私が幼い頃、母がローストビーフを作る時には大きな肉の塊の両端を2センチずつ切り落としていた。どうしてかと訊くと「昔、おばあちゃんがそうしていたから」だという。なぜだか知りたくなった私はおばあちゃんにも訊いてみた。おばあちゃんは「そりゃ昔からヒイおばあちゃんがそうしていたからだよ」と言った。

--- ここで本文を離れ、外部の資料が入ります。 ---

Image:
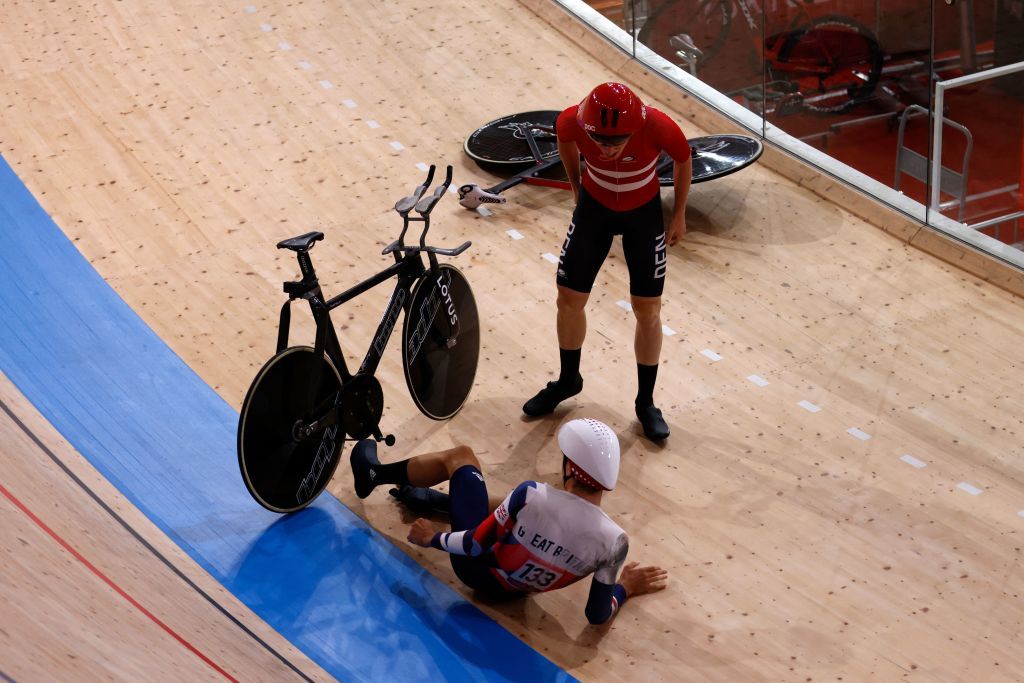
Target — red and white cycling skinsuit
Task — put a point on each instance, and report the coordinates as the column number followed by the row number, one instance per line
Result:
column 630, row 180
column 541, row 539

美味しい肉をどうして切り落としてしまうのか、私はどうしてもその訳が知りたくなってヒイおばあちゃんにどうしてそうしたのか聞いてみた。するとヒイおばあちゃんはアタリマエそうな表情を見せてから「そりゃオーブンに入れる時、皿に乗り切らないからに決まってるじゃないか」と言った。
今の我が家のオーブンは十分に大きいのに、母もおばあちゃんも訳もなく美味しいお肉を4センチも切り落としてしまっていたのだ。

■複雑になりすぎた対策
知らないうちに”目的”と”手段”が入れ替わってしまうことがある。かつての職場では何かミスが起こるとその再発防止策が提案されていた。大抵の場合、ミスを防ぐためにチェック体制を強化しようということになる。「一人だけでチェックしているからミスが起こるんだ」といえば「次回からチェックは二人一組で行うようにしよう」ということになった。それでも二人が同時にミスをして事故が起こると「別の二人がもう一度チェックするようにして二段階のチェックをしよう」ということになる。それでも心配があると「チェックした時にはチェック表に印を付けて誰がチェックしたのかを記録に残そう」ということに決まった。それでもやっぱり事故は起こった。担当者はいう。
「だってチェック表だって書いてるんですよ」
「まだチェック体制が甘いんだ!もっと回数と人数を増やすんだ」
もはや何のためにチェックしているのかわからなくなってしまった。チェック表に印を残すことが仕事になっている。ミスを探して防止することは忘れられてしまった。

■手段と目的の履き違え
笑い話のようだが実際に起こった話である。さすがに最近はここまでバカバカしい話はあまり見られなくなってきたが、仕事のプロセスが少し複雑になるとほぼ間違いなく起こっていることだ。例えばまちおこしのプロモーションを企画したとする。最初は「この町にまた人が集まるようになるといいよね」と始めたものが企業やデベロッパーの口車に乗せられて”地域振興””産業活性化”などというお題目で、関係もなかった都会からやって来た企業ばかりが儲けて一人勝ち、地域には何も残らずブームとともに企業が撤退するとそこに関わっていた地元の人も一緒にいなくなってしまう。残ったのはどうにも使いようがない箱物だけなどという例は枚挙にいとまがない。更に人はいなくなり集まってくる人など期待すらできない。こうなるともはや何をしたかったのかすら思い出せない。

■甘い話には
手段と目的を履き違えてしまうのは、もちろん最初の段階で意思の疎通ができていなかったことと”目的”を果たすとどんないいことがあるのかを理解できていないことも原因だが、多くはそれ以外の第三者が目的とは関係のない”自分の利益”を優先してプロジェクトを利用しようとしたことが最悪の結果を招くことにつながる。選挙のときには「地元のために…」と言っている政治家も、当選してしまえば自分と一族の権益にしか興味がなくなる。優しそうな顔をして甘い話を持ちかけるのには必ず裏がある。その裏には必ず持ちかけてきた本人の利益がある。それは金銭だけとは限らないがその人に有利にはたらく何かだ。だから甘い話の裏事情に自分自身が納得がいかないのなら積極的な行動を慎むべきなのだ。逆にそれが分かってなお自分にも利益があると思えば行動すればいいわけだ。

怒りや恐怖の感情だけに踊らされてはいけない。人が怒りや恐怖を煽るときには必ずその裏に意図がある。人を疑うばかりなのは悲しいが、そこにはウィンウィンという見つけにくい道が必ず残されている。それを一生懸命に探そうと思うのだ。